Produtores buscam mercado financeiro para bancar filme
Rodado na pandemia num estilo startup, 'Moscow' quer servir de exemplo para cinema do país e procurou alternativas de recursos para não depender da Ancine
Os produtores de cinema buscam uma forma de se reinventar. Com o sucateamento da Agência Nacional de Cinema, a Ancine, que tem sustado a captação de recursos para produções audiovisuais por meio de novos editais, um grupo de amigos resolveu procurar outra forma de financiamento. Para o longa-metragem Moscow, que foi rodado em apenas 12 dias, o diretor Mess Santos e o produtor-executivo Cláudio Macedo firmaram uma sociedade e amealharam recursos com investidores, que ficaram com 50% das cotas do filme e terão prioridade no retorno do investimento. Com isso, Santos e Macedo libertaram-se das amarras previstas em alguns editais, como o lançamento do longa em salas de cinema, algo que seria prejudicial neste momento, já que a pandemia do novo coronavírus tem abalado as bilheterias do circuito exibidor mundo afora.
Com a sociedade, Santos e Macedo ficam com 50% das cotas do filme, sendo que a outra metade se distribui entre sócios-investidores e contratos de permutas.

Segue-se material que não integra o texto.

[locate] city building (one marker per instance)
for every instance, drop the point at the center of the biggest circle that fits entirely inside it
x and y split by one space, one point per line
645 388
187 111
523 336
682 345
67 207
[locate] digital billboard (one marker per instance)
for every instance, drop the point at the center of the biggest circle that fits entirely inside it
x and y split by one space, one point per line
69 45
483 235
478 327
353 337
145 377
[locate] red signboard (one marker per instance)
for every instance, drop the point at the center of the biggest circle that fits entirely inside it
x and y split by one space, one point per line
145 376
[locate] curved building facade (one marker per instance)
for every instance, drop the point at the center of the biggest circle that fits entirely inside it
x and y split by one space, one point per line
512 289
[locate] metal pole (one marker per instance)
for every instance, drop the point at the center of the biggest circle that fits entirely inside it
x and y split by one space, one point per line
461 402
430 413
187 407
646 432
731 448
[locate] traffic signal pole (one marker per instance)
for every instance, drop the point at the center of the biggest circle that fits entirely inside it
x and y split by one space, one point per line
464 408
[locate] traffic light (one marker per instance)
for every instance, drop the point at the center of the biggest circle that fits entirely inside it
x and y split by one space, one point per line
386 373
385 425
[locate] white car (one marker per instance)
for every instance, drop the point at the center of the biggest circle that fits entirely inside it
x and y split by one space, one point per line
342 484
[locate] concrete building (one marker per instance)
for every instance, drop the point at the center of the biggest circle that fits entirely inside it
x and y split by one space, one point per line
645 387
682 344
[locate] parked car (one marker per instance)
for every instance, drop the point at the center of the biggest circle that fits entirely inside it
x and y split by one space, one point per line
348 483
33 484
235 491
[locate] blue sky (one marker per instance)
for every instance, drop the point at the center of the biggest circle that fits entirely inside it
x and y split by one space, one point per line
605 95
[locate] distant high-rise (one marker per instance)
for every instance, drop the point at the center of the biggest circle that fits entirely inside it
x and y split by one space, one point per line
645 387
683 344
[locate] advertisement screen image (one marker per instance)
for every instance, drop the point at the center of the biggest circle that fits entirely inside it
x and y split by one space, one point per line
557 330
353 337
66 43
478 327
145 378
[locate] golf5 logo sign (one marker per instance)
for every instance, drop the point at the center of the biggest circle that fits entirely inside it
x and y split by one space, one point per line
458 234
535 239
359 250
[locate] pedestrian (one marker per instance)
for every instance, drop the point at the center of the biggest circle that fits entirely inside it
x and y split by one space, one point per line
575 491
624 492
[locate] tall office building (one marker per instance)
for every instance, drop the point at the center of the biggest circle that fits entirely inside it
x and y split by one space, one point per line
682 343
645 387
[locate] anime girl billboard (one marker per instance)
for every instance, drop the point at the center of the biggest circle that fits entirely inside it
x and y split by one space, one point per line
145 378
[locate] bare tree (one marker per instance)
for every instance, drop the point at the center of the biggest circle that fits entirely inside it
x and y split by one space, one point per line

Como a produtora responsável pelo longa só receberá pagamentos uma vez que todos os sócios tenham seu investimento ressarcido ou sua permuta paga, o diretor e o produtor-executivo trabalharam árduo para finalizar o filme no menor tempo possível, seguindo à risca o orçamento previsto. O resultado é que, mesmo com rostos conhecidos do grande público no elenco, a produção saiu por 1,1 milhão de reais (800 mil reais em dinheiro e 300 mil reais em permuta), valor ínfimo se comparado à média do mercado.
“O que fizemos foi algo novo para o cinema brasileiro, mas que já é usado em outros países. A linha de raciocínio é a mesma de uma startup, por exemplo. Os ganhos da equipe de produção não foram incluídos nos custos do filme, como acontece no modelo tradicional. Nós não temos salários. Somente um bônus de performance e percentual na sociedade do filme. Isso faz com que tenhamos de ser mais eficientes, pois só recebemos se o filme lucrar”, explica Macedo. “Rodamos o longa-metragem, que normalmente demoraria de dois a três meses, em 12 dias. Com isso, tivemos uma redução de custos gigantesca.”
Esse modelo visa garantir uma maior segurança para os investidores, mas não é exatamente uma novidade na indústria cinematográfica. Recentemente, a produção sul-coreana Parasita, dirigida por Bong Joon-ho, fez história ao ganhar o Oscar, o prêmio mais reconhecido do setor audiovisual. As quatro estatuetas, incluindo a de melhor filme do ano, foram celebradas não só pela equipe do longa, mas também por um fundo de investimento, o Ryukyung PSG Asset Management, que foi um dos primeiros a alocar recursos no longa-metragem. Em 2018, a companhia investiu 500 mil dólares na produção e, com o sucesso no mundo todo, obteve um retorno sobre o investimento acima de 70%, segundo a agência de notícias Bloomberg. “Essa linha de raciocínio que aplicamos vem lá de fora, onde as produções são bancadas por investidores privados e depois disso são oferecidas aos estúdios que também pensam na melhor forma de distribuição. Vários diretores, como Spike Lee e Tarantino, fazem isso”, diz Mess Santos, diretor do longa. “É um pouco diferente do que acontece quando se tem incentivo público.”
Ainda sem data de lançamento, o longa finalizado em outubro deve estrear em alguma plataforma de streaming nos próximos meses. Os produtores negociam a venda dos direitos de exibição do produto ou o licenciamento, o que pode garantir com que o filme esteja em mais de uma plataforma. Com as medidas de restrição das filmagens por conta da enfermidade, o streaming está sendo desafiado a trazer novidades ao catálogo, ponto que pode valorizar o poder de barganha das produções. “Se a gente fecha uma compra, que é o que deve acontecer, o resultado é positivo, fecha a conta e é um caminho mais seguro. Se a gente vai para o licenciamento, aí é uma conversa mais ampla, pois eu posso fechar um acordo, por exemplo, com a Netflix no Brasil, com o Amazon Prime nos EUA, e HBO em outro lugar do mundo”, diz Macedo. “Como o nosso intuito é devolver o retorno o quanto antes aos acionistas, faz mais sentido para nós fazer a venda e distribuir os dividendos”, reitera.
Com um elenco que conta com personalidades como Thaila Ayala, Werner Schünemann, Jennifer Nascimento, Bruno Fagundes e a cantora Ludmilla, a trama do filme gira em torno de uma noite no clube de jazz paulistano Moscow e é inspirado no mundo dos HQs.